Paper No. 203-6
Presentation Time: 2:55 PM
NEW FELDSPAR PALEOPIEZOMETRY ALLOWS REVISED GRANITE RHEOLOGY AND CRUSTAL STRENGTH ESTIMATES
Feldspars are the most abundant minerals in the continental crust and hence control its rheology. Crystal-plastic deformation causes dynamic recrystallization and hence grain-size reduction, so that most feldspar deformation occurs by grain-size-sensitive creep. The stress - grain-size relationship for feldspars is therefore critical for determining feldspar rheology, yet this relationship has not been determined experimentally. A recently published experimental subgrain-size piezometer that is likely to be valid for most minerals, combined with a new theoretical relationship between dynamically recrystallized grain-size and subgrain size, yields a stress - grain-size relationship for feldspars.

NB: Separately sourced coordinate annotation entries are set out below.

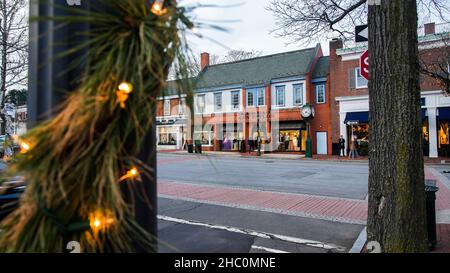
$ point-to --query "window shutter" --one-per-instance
(351, 78)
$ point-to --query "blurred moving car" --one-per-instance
(15, 145)
(2, 145)
(10, 193)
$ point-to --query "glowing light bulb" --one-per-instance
(158, 8)
(24, 147)
(100, 220)
(97, 223)
(126, 87)
(131, 174)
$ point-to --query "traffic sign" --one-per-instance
(362, 33)
(364, 64)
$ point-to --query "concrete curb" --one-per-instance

A critical aspect of granite rheology is that dynamic recrystallization in feldspars is likely to reflect the stress developed in the initial microstructure, in which the feldspars form a load-bearing framework. During deformation the microstructure evolves to an interconnected weak layer geometry dominated by quartz, which deforms and recrystallizes at a lower stress for a given imposed strain rate. Rheological mixing laws accounting for these changes allow calculation of the bulk rheology of granite as a function of temperature, water content, and strain.